The fall from first to second booster uptake, combined with an increased inequality with deprivation, highlights a potential twofold risk in the longer term. A fall in uptake obviously reduces the amount of vaccine-induced protection against severe COVID-19 disease in the population. Compounding this, though, with a growing skew in uptake, any shrinking pool of protection may become increasingly associated with those living in less deprived neighbourhoods, already at lower prior risk of developing severe disease. This more substantial fall in uptake from a lower baseline would see clusters of communities that are most vulnerable disproportionately more exposed, and at higher risk of infection spread, hospitalisation and mortality.

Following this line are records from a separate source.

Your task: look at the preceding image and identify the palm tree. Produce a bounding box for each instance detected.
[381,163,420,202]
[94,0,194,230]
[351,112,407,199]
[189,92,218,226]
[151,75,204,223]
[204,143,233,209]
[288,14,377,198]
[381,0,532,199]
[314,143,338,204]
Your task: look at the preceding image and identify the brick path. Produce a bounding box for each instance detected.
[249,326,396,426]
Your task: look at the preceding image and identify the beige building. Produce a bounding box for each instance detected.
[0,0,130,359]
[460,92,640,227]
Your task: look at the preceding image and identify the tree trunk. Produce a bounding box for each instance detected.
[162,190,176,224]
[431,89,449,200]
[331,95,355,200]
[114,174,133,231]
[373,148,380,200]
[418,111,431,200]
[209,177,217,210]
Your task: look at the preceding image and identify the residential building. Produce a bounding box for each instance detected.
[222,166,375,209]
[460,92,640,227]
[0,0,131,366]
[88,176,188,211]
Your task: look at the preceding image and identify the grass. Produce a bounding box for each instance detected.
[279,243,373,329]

Finally, for the purposes of fine-scale infectious disease modelling, the profile of vaccine-induced immunity is one of the few inputs that can be done accurately at the individual level with existing data. With early COVID-19 the exception, epidemiological data are typically sparser, and often representative of only a subset of infections that are severe (hospital/intensive care admissions, mortalities). We have shown here how such data can be used to inform how uptake may be modelled in the longer term, under a set of assumptions. However, despite being routinely collected for many infectious diseases, these vaccination data are not often made available at such a fine spatial resolution to researchers. Our access in this instance has been exceptional, owing to the need for rapid, policy-relevant analysis during the COVID-19 pandemic47. Our insights from these data have been entirely done using public data, using methods widely applicable to diseases beyond COVID-19, and to other indicators for vaccine hesitancy and accessibility beyond deprivation. With the wealth of public demographic data available, our results provide a strong argument for the value of access to such vaccine uptake data for COVID-19, as well as other infectious diseases where there is a strong public health interest.